How this skill works

The skill runs patterns against input text to return matches, group captures, positions, and counts. It produces human-readable explanations for pattern components and visualizes exactly what and where each match occurs. It can infer a candidate regex from positive (and optional negative) examples and apply substitution rules to test replacements.

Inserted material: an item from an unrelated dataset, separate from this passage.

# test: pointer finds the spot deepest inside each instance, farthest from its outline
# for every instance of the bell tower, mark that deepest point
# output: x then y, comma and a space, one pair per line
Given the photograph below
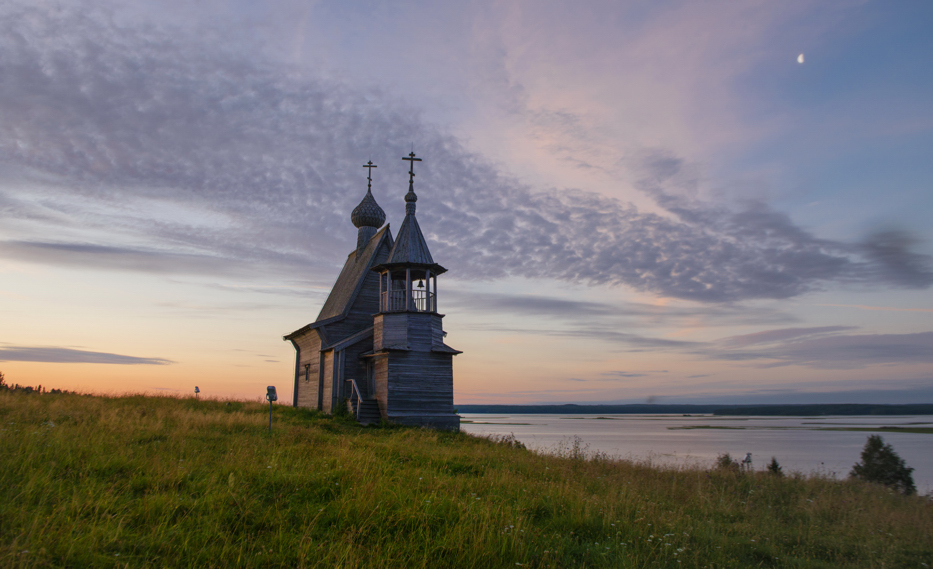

Syntax validation and pre-built common patterns are included for rapid use.

When to use it

  • Validate and debug a regex against sample text
  • Generate a candidate pattern from example matches
  • Explain a complex or unfamiliar regex in plain English
  • Test find-and-replace rules before applying them to data
  • Normalize or extract structured data (emails, phones, timestamps)

Best practices

  • Provide representative positive and negative examples when generating patterns to reduce false matches
  • Start with pre-built common patterns and adapt them instead of writing from scratch
  • Use validation to catch syntax errors before running large replacements
  • Prefer non-capturing groups (?: ) when you don’t need captured values to keep group output simpler
  • Test patterns against edge cases (empty strings, unexpected characters, long inputs)

Example use cases

  • Extract timestamps, log levels, messages, and IPs from server logs for parsing or alerting
  • Validate user-submitted emails and phone numbers in form processing or ETL pipelines
  • Generate a concise regex from sample data when migrating or reverse-engineering formats
  • Preview and apply consistent phone-number or identifier formatting using find-and-replace rules
  • Explain and document complex URL, email, or custom identifier patterns for team handoff

FAQ

Which regex flavors are supported?

The tool is built around Python’s re behavior; it can help convert concepts between flavors but advanced, flavor-specific features may require manual adjustments.

How reliable is pattern generation?

Pattern generation is heuristic and aims to produce practical candidates. It performs best with varied positive examples and explicit negative examples for tuning.